Quando a trasgredire e’ Lei

L’invalidazione inizia spesso come forma di pregiudizio palesato, per cui si nega l’ingresso nella professione a una donna in quanto donna. In questo caso, la richiesta di Lei risulta talmente inverosimile e oltraggiosa agli occhi del datore di lavoro da non dover neanche essere camuffata.

Io volevo a tutti i costi andare a lavorare in quel ristorante, ma quando chiamavo il titolare mi diceva sempre di no; diceva “donne in cucina non ne voglio”.

Una volta superata la barriera in ingresso, l’invalidazione continua con quello che Gresy (2010) chiama ostruzionismo. Questo può assumere diverse facce. Il maschile dominante, di cui anche le donne possono rendersi complici, si manifesta non facendo loro svolgere il mestiere per il quale sono qualificate, oppure dirottandole verso mansioni femminili.
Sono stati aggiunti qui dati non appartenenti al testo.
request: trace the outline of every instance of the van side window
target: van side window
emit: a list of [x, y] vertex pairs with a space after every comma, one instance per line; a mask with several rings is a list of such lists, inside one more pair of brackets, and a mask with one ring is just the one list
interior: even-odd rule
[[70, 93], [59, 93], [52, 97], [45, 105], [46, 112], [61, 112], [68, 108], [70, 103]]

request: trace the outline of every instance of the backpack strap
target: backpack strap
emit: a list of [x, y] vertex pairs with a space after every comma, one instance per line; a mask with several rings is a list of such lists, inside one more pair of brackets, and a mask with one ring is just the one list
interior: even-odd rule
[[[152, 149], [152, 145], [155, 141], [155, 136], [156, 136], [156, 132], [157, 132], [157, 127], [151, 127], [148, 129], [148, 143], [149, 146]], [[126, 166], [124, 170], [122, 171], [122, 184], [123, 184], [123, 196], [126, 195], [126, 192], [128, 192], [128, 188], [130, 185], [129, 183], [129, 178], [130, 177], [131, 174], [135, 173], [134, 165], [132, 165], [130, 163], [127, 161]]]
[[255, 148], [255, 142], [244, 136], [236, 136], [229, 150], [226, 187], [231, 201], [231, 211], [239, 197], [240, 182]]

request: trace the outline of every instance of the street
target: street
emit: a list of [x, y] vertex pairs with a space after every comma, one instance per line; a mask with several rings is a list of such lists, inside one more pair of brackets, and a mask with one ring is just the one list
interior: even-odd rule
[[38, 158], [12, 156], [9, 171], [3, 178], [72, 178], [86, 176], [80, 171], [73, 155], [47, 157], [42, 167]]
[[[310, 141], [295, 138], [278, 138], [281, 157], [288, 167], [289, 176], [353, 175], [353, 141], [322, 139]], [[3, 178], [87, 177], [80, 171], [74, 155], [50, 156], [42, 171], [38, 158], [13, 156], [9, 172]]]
Un’altra strategia consiste nella costante messa in dubbio delle loro capacità, che sfocia di frequente nell’attesa del conseguente (auspicato) fallimento.

Tipo a salire su un tetto negli incendi… tetto… di notte così… mi è capitato un caposquadra che mi ha detto “No, è pericoloso” [ride] perché è ghiacciato e si scivola. Io gli ho lanciato lì per terra le cose e sono andata via.

Una volta ero a casa di un cliente e il mobile non entrava. Il marito mi guardava e ha detto alla moglie ad alta voce: “te l’avevo detto che una donna non è capace di prendere le misure!”.

L’invalidazione passa anche attraverso il mancato uso dei titoli contestualmente riconosciuti ai colleghi maschi, anche in situazioni nelle quali sarebbe legittimo e doveroso utilizzarli.

Alle riunioni tutti si chiamavano Ingegnere a me chiamavano per cognome.

Solo perché sei donna ti chiamano per nome: “Laura?”, “Signorina Laura?”. E io non mi giro!